Однажды зимним субботним вечером я наблюдал любопытную сценку на Уайтфилд-стрит, напротив Тоттенхем-Корт-роуд. Весьма неплохо одетая, хоть и изрядно растрепанная дамочка вылетела из паба. Она была пьяна и вне себя от ярости. Полицейский предложил ей не задерживаться и идти своей дорогой, на что подвыпившая красотка осведомилась, знает ли бобби, как следует обращаться к леди, и пообещала пожаловаться своему кузену, лорд-канцлеру.

— К нему мы сейчас и отправимся, — не растерялся полицейский. — Идите со мной.

И взял пьянчужку за руку.

Она отпрянула и едва не растянулась на тротуаре. Чтобы удержать женщину на ногах, полицейский схватил ее обеими руками за талию. Она вцепилась ему в шею, и парочка несколько раз повернулась вокруг своей оси. И тут, как нельзя кстати, шарманка на углу заиграла вальс.

— Кавалеры, приглашайте дам! — выкрикнул какой-то шутник. Толпа грянула хохотом.

Я смеялся вместе со всеми — ситуация и впрямь вышла забавная, а на физиономии полицейского застыла гримаса, достойная гравюры Хогарта. Внезапно я заметил под фонарем девочку, на ее лице читался такой ужас, что мне невольно захотелось утешить ее.

— Не бойся, это просто пьянчужка, полицейский ее не обидит.

— Ах, сэр, это моя мать.

Наши шутки всегда кого-то ранят. Человек, севший на гвоздь, не станет участвовать в общем веселье.

© Перевод М. Клеветенко

О вмешательстве в чужие дела

Однажды погожим сентябрьским утром я прогуливался по Стрэнду.

Я люблю осенний Лондон с его сияющими белыми мостовыми и безупречной прямизной улиц. Люблю прохладные аллеи в утренних парках и мягкие сумерки в гулких переулках. В июне метрдотели торопливы и нелюбезны, в августе, признав во мне завсегдатая, предлагают столик у окна и щедрой рукой наливают вино. И моя глупая ревность утихает. Захочу прокатиться после ужина на омнибусе, подышать ночной свежестью — без давки поднимусь по ступенькам и займу место, не заботясь тем, что отнимаю его у раздраженной матери семейства, еле стоящей на ногах от усталости.
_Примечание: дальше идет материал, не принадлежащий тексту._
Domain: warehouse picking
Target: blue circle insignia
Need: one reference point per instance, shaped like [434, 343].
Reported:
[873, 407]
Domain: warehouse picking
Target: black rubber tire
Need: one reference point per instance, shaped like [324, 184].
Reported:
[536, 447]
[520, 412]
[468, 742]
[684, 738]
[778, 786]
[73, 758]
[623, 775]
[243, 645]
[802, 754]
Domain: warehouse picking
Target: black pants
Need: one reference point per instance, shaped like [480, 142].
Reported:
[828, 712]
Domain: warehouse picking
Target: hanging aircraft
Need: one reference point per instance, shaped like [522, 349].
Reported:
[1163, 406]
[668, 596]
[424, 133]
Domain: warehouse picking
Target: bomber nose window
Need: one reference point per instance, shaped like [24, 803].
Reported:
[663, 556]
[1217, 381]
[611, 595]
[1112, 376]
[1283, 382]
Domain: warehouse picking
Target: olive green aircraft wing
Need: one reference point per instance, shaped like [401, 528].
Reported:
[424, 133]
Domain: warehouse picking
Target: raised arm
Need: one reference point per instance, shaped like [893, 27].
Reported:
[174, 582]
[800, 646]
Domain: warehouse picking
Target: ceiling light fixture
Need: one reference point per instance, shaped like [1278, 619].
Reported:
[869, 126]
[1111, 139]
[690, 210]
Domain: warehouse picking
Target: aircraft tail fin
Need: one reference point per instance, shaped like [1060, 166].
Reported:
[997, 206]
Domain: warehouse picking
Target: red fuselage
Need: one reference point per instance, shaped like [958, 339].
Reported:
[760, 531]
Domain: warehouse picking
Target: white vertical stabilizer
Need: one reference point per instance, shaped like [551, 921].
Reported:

Захочу посетить театр — нигде меня не встретит табличка «Все билеты проданы». В сезон столица, словно суетливая домохозяйка, озабоченная приемом гостей, забывает о нас, своих обитателях. Комнаты переполнены, слуги сбиваются с ног, пища готовится на скорую руку. Величавая матрона утрачивает лоск, превращаясь в крикливую и бойкую кухарку. Но вот гости разъехались, и она вновь становится собой — той, кого мы, ее преданные дети, привыкли любить.